Il regarda encore le plafond en éloignant l’ambre de ses lèvres, et cette fois il ne vit rien ; pour mieux dire, il se vit lui assis et se regardant.

— Bon dit-il, c’est une vision, causée par les caprices d’une fumée vagabonde. Ce serait vraiment trop fort si un miroir s’avisait de reproduire des objets qu’on ne lui offre pas.

Cela dit, il fut plus tranquille, et se remit à caresser l’ambre de sa pipe avec ses lèvres caucasiennes. Au même instant, son œil humide de langueur se reporta vers le plafond, et il revit l’odalisque et l’Européen, causant tous deux avec une certaine familiarité.

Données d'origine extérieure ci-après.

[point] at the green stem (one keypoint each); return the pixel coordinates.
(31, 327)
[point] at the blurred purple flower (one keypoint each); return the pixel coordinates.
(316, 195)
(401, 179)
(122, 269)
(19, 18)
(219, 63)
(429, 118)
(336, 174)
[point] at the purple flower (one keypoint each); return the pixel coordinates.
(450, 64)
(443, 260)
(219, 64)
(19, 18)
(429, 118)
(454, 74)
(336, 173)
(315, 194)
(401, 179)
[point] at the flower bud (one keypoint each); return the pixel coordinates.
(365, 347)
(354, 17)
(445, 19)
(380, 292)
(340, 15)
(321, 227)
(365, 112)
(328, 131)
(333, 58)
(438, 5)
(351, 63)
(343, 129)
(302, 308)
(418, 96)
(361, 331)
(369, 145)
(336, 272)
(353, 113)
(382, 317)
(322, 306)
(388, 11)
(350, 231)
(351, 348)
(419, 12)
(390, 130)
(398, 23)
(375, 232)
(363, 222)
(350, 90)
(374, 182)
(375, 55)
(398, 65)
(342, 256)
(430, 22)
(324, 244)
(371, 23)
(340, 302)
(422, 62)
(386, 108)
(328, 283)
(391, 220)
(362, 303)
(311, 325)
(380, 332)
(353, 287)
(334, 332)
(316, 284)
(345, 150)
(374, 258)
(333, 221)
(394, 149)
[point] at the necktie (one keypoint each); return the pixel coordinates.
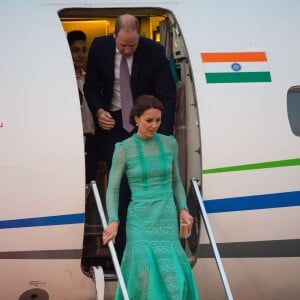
(125, 93)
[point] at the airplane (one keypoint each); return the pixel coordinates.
(236, 64)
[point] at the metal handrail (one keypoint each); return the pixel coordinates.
(110, 244)
(212, 240)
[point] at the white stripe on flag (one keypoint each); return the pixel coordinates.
(227, 67)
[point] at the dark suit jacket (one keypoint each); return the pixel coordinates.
(150, 75)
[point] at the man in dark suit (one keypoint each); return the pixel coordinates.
(149, 74)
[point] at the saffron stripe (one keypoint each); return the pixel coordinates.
(43, 221)
(253, 202)
(238, 77)
(262, 165)
(233, 56)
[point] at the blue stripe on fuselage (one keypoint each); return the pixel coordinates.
(43, 221)
(253, 202)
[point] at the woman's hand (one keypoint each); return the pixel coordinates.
(110, 233)
(186, 223)
(185, 217)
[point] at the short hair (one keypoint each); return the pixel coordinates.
(142, 103)
(75, 35)
(127, 22)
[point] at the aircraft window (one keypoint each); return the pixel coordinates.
(293, 108)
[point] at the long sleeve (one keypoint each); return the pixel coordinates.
(115, 175)
(178, 189)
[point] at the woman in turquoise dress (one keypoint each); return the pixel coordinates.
(154, 264)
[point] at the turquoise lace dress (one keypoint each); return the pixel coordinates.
(154, 264)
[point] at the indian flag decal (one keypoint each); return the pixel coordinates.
(236, 67)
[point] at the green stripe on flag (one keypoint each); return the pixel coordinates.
(238, 77)
(263, 165)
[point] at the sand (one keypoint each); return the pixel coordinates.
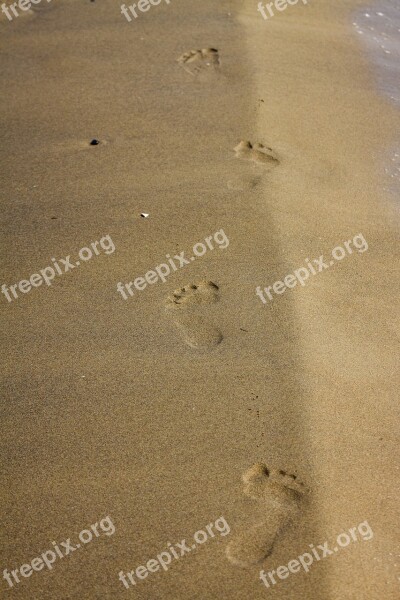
(166, 412)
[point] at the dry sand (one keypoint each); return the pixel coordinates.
(107, 409)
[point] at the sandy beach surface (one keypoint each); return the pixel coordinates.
(256, 147)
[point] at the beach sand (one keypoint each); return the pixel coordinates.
(150, 410)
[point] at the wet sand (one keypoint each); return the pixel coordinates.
(107, 409)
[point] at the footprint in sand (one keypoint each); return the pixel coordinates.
(281, 494)
(258, 153)
(184, 307)
(197, 61)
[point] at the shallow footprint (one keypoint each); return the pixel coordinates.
(183, 306)
(281, 494)
(257, 152)
(196, 61)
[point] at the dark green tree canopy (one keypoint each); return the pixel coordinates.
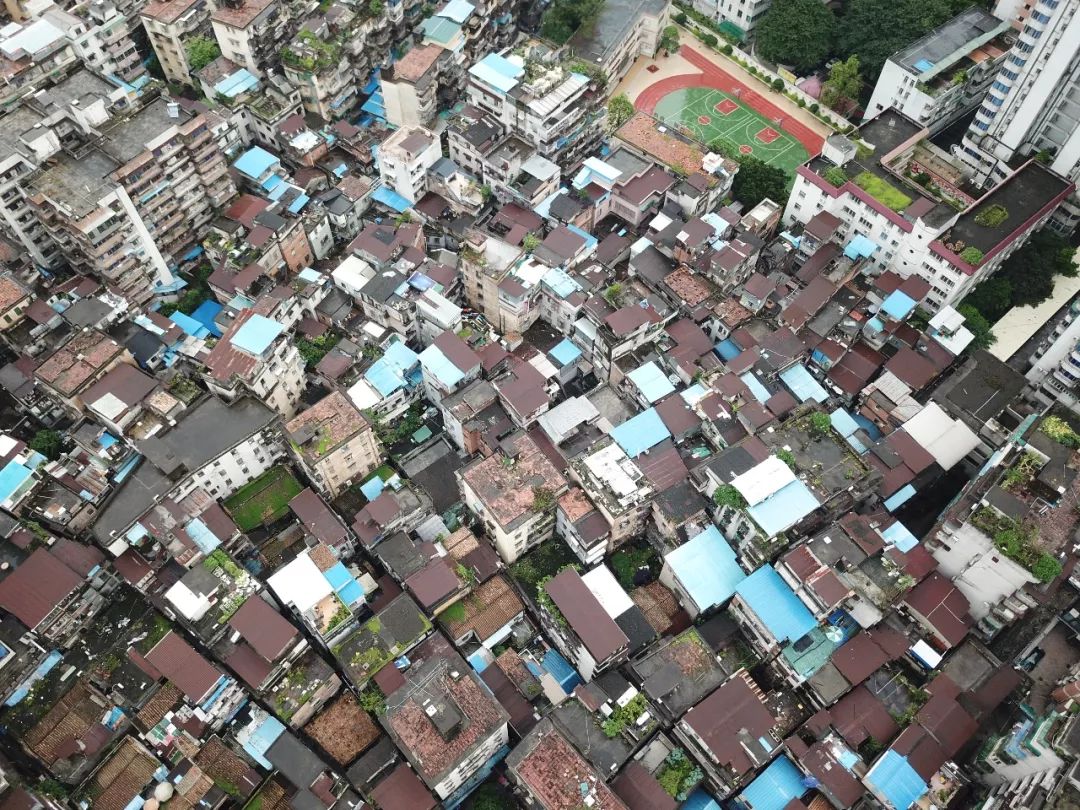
(796, 32)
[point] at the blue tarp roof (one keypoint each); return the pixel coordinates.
(256, 334)
(899, 536)
(390, 372)
(205, 314)
(565, 352)
(706, 568)
(784, 508)
(773, 602)
(640, 432)
(860, 247)
(802, 383)
(255, 162)
(894, 780)
(756, 387)
(391, 199)
(898, 305)
(497, 71)
(775, 786)
(13, 476)
(900, 498)
(651, 381)
(440, 366)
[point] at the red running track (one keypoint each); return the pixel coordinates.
(715, 78)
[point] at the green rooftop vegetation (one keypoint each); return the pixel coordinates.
(881, 191)
(264, 500)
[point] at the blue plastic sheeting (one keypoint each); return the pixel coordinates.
(775, 786)
(727, 349)
(899, 536)
(802, 383)
(756, 387)
(773, 602)
(255, 162)
(373, 488)
(860, 247)
(561, 670)
(706, 568)
(391, 199)
(898, 499)
(256, 334)
(391, 372)
(440, 366)
(651, 381)
(206, 313)
(200, 532)
(700, 800)
(784, 508)
(43, 669)
(899, 305)
(261, 739)
(189, 325)
(12, 478)
(565, 352)
(497, 71)
(894, 780)
(640, 432)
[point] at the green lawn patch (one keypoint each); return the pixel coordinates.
(881, 191)
(264, 500)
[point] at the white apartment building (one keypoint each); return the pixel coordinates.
(169, 23)
(404, 160)
(1033, 106)
(896, 225)
(944, 76)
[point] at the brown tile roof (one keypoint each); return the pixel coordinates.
(343, 729)
(485, 610)
(267, 631)
(585, 616)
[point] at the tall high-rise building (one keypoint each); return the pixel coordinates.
(1033, 107)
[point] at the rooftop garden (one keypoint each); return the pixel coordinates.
(883, 192)
(1020, 542)
(264, 500)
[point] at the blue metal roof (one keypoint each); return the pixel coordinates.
(895, 781)
(900, 498)
(565, 352)
(898, 305)
(497, 71)
(390, 372)
(706, 568)
(756, 387)
(773, 602)
(899, 536)
(391, 199)
(784, 508)
(440, 366)
(651, 381)
(802, 383)
(256, 334)
(640, 432)
(255, 162)
(775, 786)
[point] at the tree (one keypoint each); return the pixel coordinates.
(977, 325)
(756, 180)
(796, 32)
(875, 29)
(201, 52)
(620, 110)
(669, 40)
(49, 443)
(845, 83)
(564, 17)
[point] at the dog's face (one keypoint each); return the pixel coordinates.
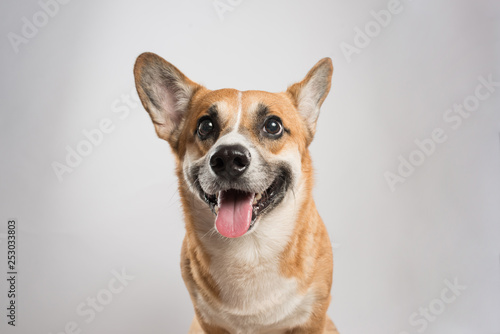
(240, 152)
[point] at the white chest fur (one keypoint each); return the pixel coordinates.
(254, 296)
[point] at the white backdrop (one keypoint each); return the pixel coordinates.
(415, 88)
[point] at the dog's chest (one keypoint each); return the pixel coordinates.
(254, 296)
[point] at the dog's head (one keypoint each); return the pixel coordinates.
(241, 153)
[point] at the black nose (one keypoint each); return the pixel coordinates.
(230, 161)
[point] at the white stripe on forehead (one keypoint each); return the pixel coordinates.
(238, 115)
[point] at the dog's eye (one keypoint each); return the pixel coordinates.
(273, 126)
(205, 127)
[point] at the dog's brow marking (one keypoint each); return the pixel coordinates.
(238, 116)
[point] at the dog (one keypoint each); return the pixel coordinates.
(256, 257)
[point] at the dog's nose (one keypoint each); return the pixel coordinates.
(230, 161)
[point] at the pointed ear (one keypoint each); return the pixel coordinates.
(165, 93)
(309, 94)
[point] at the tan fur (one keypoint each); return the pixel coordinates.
(304, 262)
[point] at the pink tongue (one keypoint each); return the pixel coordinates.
(235, 213)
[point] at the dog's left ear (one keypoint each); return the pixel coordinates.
(309, 94)
(165, 93)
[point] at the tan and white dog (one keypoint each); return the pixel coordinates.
(256, 257)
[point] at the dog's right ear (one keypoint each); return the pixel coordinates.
(165, 93)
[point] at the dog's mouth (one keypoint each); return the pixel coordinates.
(237, 211)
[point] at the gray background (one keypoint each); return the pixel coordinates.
(119, 209)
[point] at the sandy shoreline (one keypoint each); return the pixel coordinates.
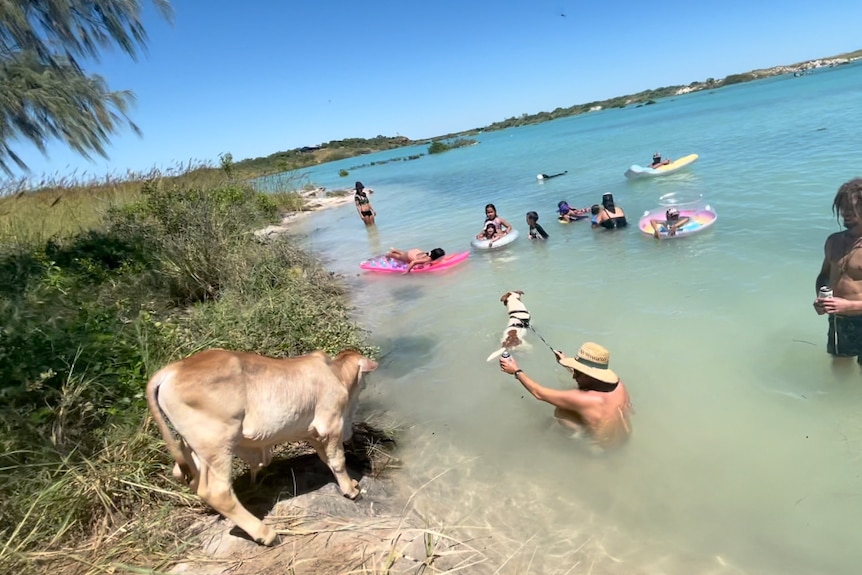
(316, 200)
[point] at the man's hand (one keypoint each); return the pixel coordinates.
(818, 306)
(838, 305)
(508, 365)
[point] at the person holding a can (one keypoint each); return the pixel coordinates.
(839, 283)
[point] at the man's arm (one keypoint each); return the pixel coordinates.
(570, 399)
(826, 268)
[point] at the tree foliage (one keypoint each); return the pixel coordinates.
(45, 92)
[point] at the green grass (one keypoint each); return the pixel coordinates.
(104, 283)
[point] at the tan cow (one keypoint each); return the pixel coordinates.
(224, 403)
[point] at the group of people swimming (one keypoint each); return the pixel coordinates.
(606, 215)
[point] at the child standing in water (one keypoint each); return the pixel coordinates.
(363, 204)
(537, 232)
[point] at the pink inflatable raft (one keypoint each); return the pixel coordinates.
(698, 220)
(384, 264)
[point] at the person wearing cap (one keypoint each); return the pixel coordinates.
(657, 161)
(611, 216)
(672, 222)
(598, 408)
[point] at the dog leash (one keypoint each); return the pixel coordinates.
(543, 339)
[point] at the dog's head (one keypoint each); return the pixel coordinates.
(515, 294)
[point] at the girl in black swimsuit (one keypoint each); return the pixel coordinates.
(612, 216)
(363, 205)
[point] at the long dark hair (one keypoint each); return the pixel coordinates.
(849, 194)
(493, 207)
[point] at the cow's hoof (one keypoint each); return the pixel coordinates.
(354, 494)
(268, 536)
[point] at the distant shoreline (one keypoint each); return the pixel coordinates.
(310, 156)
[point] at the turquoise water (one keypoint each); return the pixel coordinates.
(747, 448)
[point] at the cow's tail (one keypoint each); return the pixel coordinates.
(174, 448)
(496, 354)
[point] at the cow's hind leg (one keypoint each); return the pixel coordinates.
(215, 488)
(331, 452)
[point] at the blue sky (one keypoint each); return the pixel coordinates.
(257, 77)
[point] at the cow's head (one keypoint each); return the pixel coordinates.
(351, 365)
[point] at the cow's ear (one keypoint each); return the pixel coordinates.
(367, 365)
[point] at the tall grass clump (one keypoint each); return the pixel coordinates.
(159, 268)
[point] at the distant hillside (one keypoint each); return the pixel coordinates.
(340, 149)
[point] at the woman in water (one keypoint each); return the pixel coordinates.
(363, 204)
(502, 226)
(537, 232)
(611, 216)
(672, 222)
(415, 256)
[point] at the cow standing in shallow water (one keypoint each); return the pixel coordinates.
(225, 403)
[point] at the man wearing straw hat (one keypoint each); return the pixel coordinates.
(599, 407)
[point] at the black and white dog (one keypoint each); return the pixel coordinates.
(519, 322)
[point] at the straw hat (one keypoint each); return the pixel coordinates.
(592, 359)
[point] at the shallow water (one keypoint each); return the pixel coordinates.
(747, 448)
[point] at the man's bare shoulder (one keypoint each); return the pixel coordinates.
(837, 237)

Il ôta l’ambre de sa bouche, et la vision disparut ; il ressaisit l’ambre avec ses lèvres, et cette fois, non seulement il revit la même scène, mais il reconnut l’odalisque ; c’était la belle Dilara, nom qui signifie sérénité du cœur.

Tant que l’ambre touchait les lèvres, la vision restait au plafond ; elle s’évanouissait quand les lèvres abandonnaient l’ambre.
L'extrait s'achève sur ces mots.